Frederick Jackson
- Full name: Frederick Dorville Jackson
- Country (sports): GBR
- Born: 6 June 1859 Bentley, Hampshire, England
- Died: 15 March 1878 (age 18) Mercara, Mysore, India
- Turned pro: 1877 (amateur tour)
- Retired: 1877

Singles

Grand Slam singles results
- Wimbledon: 1R (1877)

= Frederick Dorville Jackson =

English coffee planter and tennis player

Frederick Dorville Jackson (6 June 1859 – 15 March 1878) was an English coffee planter and tennis player who competed at the first Wimbledon Championships in 1877.

==Biography==
Jackson was born on 6 June 1859 in Bentley, Hampshire, England. he was the son of the Reverend C. Jackson of Bentley, Farnham, Hants. He attended the English public school Marlborough College in Marlborough, Wiltshire. In 1876, he represented Marlborough College at the Annual Public Schools Rackets Championship, which was held at the original Prince's Club in Hans Place, London.

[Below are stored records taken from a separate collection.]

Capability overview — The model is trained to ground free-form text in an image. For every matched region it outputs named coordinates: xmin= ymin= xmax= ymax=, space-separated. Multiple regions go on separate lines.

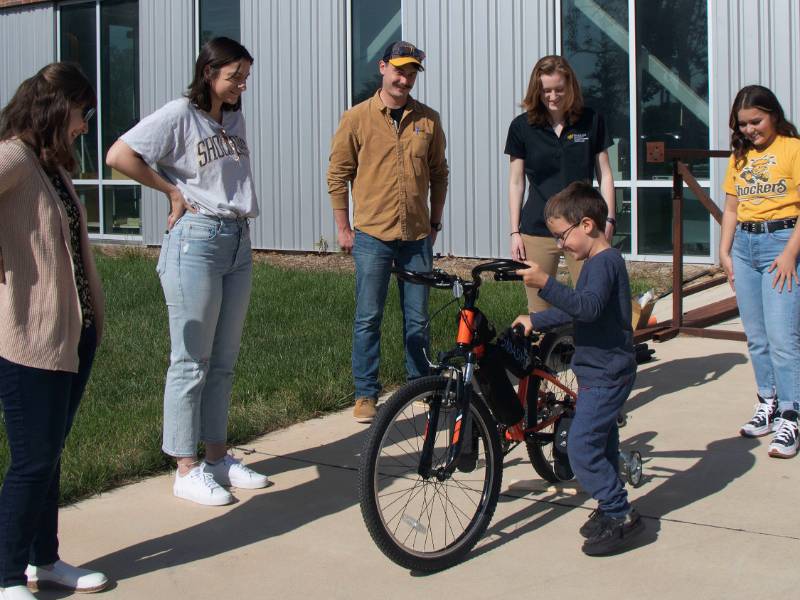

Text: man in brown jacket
xmin=327 ymin=41 xmax=449 ymax=423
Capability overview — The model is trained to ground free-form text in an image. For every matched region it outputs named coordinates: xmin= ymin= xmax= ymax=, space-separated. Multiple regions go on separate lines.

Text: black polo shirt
xmin=505 ymin=107 xmax=611 ymax=236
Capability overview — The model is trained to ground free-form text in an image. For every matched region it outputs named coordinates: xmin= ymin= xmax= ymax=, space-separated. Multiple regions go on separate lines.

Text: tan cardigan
xmin=0 ymin=139 xmax=105 ymax=373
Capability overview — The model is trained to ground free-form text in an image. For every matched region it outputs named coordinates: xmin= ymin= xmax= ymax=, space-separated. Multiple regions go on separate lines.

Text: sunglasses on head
xmin=384 ymin=43 xmax=426 ymax=62
xmin=82 ymin=107 xmax=96 ymax=123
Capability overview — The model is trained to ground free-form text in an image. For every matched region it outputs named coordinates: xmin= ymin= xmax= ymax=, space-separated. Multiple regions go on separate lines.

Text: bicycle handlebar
xmin=392 ymin=258 xmax=530 ymax=290
xmin=470 ymin=259 xmax=529 ymax=282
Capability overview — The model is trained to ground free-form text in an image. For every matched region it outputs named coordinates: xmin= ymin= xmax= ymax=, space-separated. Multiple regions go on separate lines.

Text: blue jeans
xmin=568 ymin=375 xmax=635 ymax=519
xmin=351 ymin=230 xmax=433 ymax=399
xmin=0 ymin=324 xmax=97 ymax=588
xmin=157 ymin=213 xmax=253 ymax=457
xmin=732 ymin=226 xmax=800 ymax=413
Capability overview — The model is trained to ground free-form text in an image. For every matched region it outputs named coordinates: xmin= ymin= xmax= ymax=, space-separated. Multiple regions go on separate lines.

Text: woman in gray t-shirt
xmin=107 ymin=37 xmax=268 ymax=506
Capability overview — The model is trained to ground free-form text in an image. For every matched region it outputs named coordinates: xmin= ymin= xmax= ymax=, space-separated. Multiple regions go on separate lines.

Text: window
xmin=562 ymin=0 xmax=711 ymax=259
xmin=59 ymin=0 xmax=141 ymax=238
xmin=199 ymin=0 xmax=240 ymax=46
xmin=351 ymin=0 xmax=400 ymax=105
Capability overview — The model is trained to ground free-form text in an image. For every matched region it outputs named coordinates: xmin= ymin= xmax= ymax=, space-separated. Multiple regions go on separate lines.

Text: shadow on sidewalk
xmin=84 ymin=427 xmax=370 ymax=582
xmin=83 ymin=351 xmax=756 ymax=580
xmin=455 ymin=352 xmax=755 ymax=562
xmin=626 ymin=432 xmax=759 ymax=519
xmin=626 ymin=352 xmax=748 ymax=415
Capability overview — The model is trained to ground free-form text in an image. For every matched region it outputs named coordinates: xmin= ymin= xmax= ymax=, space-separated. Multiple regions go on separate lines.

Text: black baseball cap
xmin=382 ymin=41 xmax=425 ymax=71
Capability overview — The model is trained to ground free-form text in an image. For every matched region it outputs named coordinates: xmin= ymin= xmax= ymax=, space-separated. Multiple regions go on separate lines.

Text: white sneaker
xmin=768 ymin=412 xmax=799 ymax=459
xmin=740 ymin=395 xmax=777 ymax=437
xmin=204 ymin=454 xmax=270 ymax=489
xmin=25 ymin=560 xmax=108 ymax=593
xmin=0 ymin=586 xmax=36 ymax=600
xmin=173 ymin=464 xmax=234 ymax=506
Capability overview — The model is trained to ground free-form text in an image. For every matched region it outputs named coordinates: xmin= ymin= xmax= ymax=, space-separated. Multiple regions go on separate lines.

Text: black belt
xmin=739 ymin=218 xmax=797 ymax=234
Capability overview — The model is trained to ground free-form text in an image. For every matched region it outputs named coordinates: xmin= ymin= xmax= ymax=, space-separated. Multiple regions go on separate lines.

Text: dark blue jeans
xmin=567 ymin=374 xmax=635 ymax=519
xmin=0 ymin=324 xmax=97 ymax=588
xmin=351 ymin=230 xmax=432 ymax=399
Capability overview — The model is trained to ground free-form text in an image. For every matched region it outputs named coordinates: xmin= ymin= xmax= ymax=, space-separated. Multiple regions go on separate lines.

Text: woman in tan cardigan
xmin=0 ymin=63 xmax=108 ymax=599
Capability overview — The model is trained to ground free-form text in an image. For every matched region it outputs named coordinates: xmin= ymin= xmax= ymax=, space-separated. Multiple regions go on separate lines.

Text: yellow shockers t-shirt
xmin=722 ymin=135 xmax=800 ymax=222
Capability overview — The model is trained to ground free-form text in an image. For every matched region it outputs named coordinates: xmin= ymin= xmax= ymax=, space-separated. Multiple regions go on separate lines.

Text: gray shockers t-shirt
xmin=121 ymin=98 xmax=258 ymax=218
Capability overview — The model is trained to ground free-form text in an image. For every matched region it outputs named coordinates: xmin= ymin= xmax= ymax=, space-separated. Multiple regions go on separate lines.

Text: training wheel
xmin=625 ymin=450 xmax=643 ymax=487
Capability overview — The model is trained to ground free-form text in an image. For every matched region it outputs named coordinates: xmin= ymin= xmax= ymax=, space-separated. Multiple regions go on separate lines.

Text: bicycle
xmin=357 ymin=259 xmax=642 ymax=572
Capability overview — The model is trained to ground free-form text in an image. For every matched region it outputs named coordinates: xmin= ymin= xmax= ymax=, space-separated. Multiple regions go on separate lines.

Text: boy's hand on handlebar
xmin=511 ymin=315 xmax=533 ymax=336
xmin=515 ymin=260 xmax=549 ymax=289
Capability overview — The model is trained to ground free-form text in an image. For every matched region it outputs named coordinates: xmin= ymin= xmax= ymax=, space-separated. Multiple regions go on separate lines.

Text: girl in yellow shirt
xmin=719 ymin=85 xmax=800 ymax=458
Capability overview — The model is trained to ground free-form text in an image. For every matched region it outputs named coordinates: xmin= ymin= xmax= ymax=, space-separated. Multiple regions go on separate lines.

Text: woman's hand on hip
xmin=166 ymin=188 xmax=196 ymax=230
xmin=768 ymin=249 xmax=800 ymax=292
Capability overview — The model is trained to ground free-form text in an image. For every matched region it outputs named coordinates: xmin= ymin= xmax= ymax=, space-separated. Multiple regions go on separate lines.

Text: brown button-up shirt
xmin=327 ymin=90 xmax=449 ymax=241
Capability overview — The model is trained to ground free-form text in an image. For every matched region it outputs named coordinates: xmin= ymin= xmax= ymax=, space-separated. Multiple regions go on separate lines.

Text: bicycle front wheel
xmin=358 ymin=375 xmax=503 ymax=572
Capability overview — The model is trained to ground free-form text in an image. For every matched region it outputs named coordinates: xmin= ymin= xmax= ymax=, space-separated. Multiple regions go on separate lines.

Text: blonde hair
xmin=521 ymin=55 xmax=583 ymax=127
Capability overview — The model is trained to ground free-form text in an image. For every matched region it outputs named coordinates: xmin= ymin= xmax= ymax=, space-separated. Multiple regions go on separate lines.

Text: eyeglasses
xmin=383 ymin=42 xmax=426 ymax=63
xmin=226 ymin=72 xmax=250 ymax=87
xmin=82 ymin=107 xmax=96 ymax=123
xmin=552 ymin=222 xmax=579 ymax=247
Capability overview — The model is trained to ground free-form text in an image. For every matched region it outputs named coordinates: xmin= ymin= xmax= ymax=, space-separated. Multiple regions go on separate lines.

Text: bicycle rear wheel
xmin=526 ymin=330 xmax=577 ymax=482
xmin=358 ymin=375 xmax=503 ymax=572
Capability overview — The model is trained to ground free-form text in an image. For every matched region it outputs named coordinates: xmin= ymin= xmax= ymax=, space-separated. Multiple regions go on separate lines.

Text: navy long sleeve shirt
xmin=531 ymin=248 xmax=636 ymax=387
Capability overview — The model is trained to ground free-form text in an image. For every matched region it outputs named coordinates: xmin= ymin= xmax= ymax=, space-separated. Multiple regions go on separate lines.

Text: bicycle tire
xmin=358 ymin=375 xmax=503 ymax=572
xmin=526 ymin=330 xmax=577 ymax=483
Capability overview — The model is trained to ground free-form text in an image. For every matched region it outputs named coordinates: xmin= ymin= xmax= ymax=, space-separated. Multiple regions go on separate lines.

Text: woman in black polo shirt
xmin=505 ymin=55 xmax=616 ymax=311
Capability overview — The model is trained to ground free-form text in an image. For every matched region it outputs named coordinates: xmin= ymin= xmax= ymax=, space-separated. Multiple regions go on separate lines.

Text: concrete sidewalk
xmin=47 ymin=334 xmax=799 ymax=599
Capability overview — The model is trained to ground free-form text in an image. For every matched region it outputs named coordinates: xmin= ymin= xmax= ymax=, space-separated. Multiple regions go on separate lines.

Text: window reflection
xmin=612 ymin=188 xmax=631 ymax=254
xmin=61 ymin=2 xmax=98 ymax=180
xmin=102 ymin=0 xmax=139 ymax=179
xmin=562 ymin=0 xmax=630 ymax=180
xmin=636 ymin=0 xmax=709 ymax=180
xmin=200 ymin=0 xmax=240 ymax=44
xmin=74 ymin=186 xmax=100 ymax=234
xmin=637 ymin=187 xmax=710 ymax=256
xmin=103 ymin=185 xmax=141 ymax=235
xmin=351 ymin=0 xmax=401 ymax=105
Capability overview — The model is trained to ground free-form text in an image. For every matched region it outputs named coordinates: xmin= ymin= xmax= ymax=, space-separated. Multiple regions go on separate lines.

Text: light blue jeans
xmin=732 ymin=226 xmax=800 ymax=413
xmin=351 ymin=230 xmax=432 ymax=399
xmin=156 ymin=213 xmax=253 ymax=457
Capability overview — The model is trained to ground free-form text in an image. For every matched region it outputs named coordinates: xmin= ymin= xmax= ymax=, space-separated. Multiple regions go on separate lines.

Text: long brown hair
xmin=186 ymin=37 xmax=254 ymax=113
xmin=521 ymin=55 xmax=583 ymax=127
xmin=729 ymin=85 xmax=799 ymax=169
xmin=0 ymin=62 xmax=96 ymax=172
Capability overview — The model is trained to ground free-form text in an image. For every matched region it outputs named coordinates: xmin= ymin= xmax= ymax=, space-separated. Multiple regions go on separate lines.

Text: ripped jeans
xmin=156 ymin=213 xmax=253 ymax=457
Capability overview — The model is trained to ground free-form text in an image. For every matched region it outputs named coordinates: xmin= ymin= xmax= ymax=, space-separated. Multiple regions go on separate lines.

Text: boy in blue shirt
xmin=513 ymin=181 xmax=643 ymax=556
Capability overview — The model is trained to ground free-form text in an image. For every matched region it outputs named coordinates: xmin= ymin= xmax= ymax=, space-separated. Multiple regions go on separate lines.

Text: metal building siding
xmin=0 ymin=2 xmax=54 ymax=109
xmin=137 ymin=0 xmax=195 ymax=245
xmin=239 ymin=0 xmax=348 ymax=252
xmin=710 ymin=0 xmax=800 ymax=199
xmin=404 ymin=0 xmax=556 ymax=258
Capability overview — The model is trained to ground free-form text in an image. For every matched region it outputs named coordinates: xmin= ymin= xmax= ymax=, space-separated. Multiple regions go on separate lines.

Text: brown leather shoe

In July 1877 he took part in first Wimbledon Championship where he was defeated in the first round by the eventual finalist William Marshall in straight sets. Following his Wimbledon appearance he left to work as a coffee planter in Ceylon. He died from complications due to meningitis in Mercara, Mysore, India on 15 March 1878 aged 18.